Сергей принялся загибать пальцы на левой руке:
– В книгах Роберта Хайнлайна фигурируют прообразы микроволновой печи, солнечных батарей, водяных кроватей, банкомата и мобильного телефона. Олдос Хаксли в романе «О, дивный новый мир!» описал использование генной инженерии. Рэй Брэдбери придумал поезд на воздушной подушке и дверной замок, открывающийся при помощи отпечатка пальца. Станислав Лем предсказал микроскоп с атомарным разрешением, а Айзек Азимов – строительство солнечных электростанций в пустынях, появление спутниковой связи, смартфонов и Интернета.
Пальцы на левой руке у Сергея закончились, и он принялся загибать их на правой:
– Артур Кларк предвидел появление искусственных спутников связи, электронных СМИ и космического туризма. Карел Чапек предвосхитил появление роботов, Джон Браннер – компьютерные вирусы, а Александр Беляев – аппарат искусственного кровообращения и коррекцию зрения с помощью операции на хрусталике глаза…
– Не дюже интересно мне обсуждать этот жанр, – прервал перечисление Шолохов. – В жизни и без фантастики случается достаточно невероятий: надо смотреть вокруг себя и вникать в злобу дня. Для литературы люди важнее научных открытий. А что до предсказаний, то они бывают не только о достижениях. Напастей тоже достаточно пророчат: тут тебе и обледенение, и столкновение с метеоритом, и нашествие чёрт те каких агрессоров, и взрыв на Солнце. А ещё стращают, что скоро государства станут воевать между собой за воду и за воздух, и за другие ресурсы. Выдумщики любят нагонять ужасов, им только дай волю. В мире и без того обстановка непростая – если всего бояться, то проще сразу застрелиться или сунуться головой в петлю.
– Зачем вешаться, – сказал я. – В любом случае рано или поздно все там будем. Торопиться некуда.
– Некоторым чтобы покончить с собой, достаточно расчувствоваться, прочитав душещипательную книжку, – заметил Сергей. – Эффект Вертера – сильная штука для подростков. И «Бедная Лиза» тоже…

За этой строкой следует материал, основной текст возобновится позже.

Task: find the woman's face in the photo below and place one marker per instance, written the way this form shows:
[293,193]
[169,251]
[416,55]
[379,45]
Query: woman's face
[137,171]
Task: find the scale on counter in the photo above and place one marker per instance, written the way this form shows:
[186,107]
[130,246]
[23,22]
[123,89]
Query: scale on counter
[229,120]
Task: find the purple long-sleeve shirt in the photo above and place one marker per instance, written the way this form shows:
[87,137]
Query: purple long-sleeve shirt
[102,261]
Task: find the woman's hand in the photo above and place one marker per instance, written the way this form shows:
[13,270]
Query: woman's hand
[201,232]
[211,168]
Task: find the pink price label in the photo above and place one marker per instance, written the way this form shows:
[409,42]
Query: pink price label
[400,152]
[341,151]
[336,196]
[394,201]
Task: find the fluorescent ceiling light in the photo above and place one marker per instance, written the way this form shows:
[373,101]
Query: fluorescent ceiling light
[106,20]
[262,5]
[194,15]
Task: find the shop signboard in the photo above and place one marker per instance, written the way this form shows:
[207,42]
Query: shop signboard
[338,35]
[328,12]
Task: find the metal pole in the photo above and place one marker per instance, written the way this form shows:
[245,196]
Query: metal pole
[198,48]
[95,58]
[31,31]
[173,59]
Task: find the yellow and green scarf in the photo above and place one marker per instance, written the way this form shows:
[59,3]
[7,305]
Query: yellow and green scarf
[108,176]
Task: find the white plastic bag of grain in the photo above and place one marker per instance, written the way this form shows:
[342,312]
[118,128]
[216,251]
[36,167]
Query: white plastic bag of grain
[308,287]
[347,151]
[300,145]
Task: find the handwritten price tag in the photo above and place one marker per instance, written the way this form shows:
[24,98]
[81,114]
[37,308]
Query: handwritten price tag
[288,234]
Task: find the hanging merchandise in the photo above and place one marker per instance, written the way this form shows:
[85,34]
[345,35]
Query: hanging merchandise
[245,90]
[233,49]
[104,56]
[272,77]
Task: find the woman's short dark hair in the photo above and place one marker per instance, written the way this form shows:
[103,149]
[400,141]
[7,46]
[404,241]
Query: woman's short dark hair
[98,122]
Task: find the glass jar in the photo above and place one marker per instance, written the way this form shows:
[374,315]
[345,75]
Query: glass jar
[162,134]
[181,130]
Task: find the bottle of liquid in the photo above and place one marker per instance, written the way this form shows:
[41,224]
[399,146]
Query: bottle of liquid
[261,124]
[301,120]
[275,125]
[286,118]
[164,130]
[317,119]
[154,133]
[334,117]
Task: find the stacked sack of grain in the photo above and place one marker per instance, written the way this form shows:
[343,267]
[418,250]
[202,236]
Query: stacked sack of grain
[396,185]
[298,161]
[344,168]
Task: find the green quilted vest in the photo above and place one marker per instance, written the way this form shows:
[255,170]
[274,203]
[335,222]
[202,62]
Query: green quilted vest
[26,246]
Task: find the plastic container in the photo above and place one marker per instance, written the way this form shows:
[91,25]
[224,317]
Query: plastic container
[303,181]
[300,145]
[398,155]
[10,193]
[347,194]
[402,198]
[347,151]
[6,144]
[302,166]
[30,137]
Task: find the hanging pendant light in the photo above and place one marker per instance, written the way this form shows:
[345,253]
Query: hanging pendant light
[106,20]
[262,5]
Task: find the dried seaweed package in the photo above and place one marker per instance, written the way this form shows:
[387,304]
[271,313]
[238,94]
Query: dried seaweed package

Эффектом Вертера назвали волну самоубийств, прокатившуюся по Европе в конце восемнадцатого века после выхода в свет романа Гёте «Страдания юного Вертера». В финале этого произведения главный герой убил себя выстрелом в голову. Гёте, сочиняя роман, разумеется, не предполагал, что у придуманного им романтического юноши-самострела появятся тысячи сверстников-подражателей. Масштаб читательского помешательства дошёл до того, что в ряде европейских государств книга была запрещена.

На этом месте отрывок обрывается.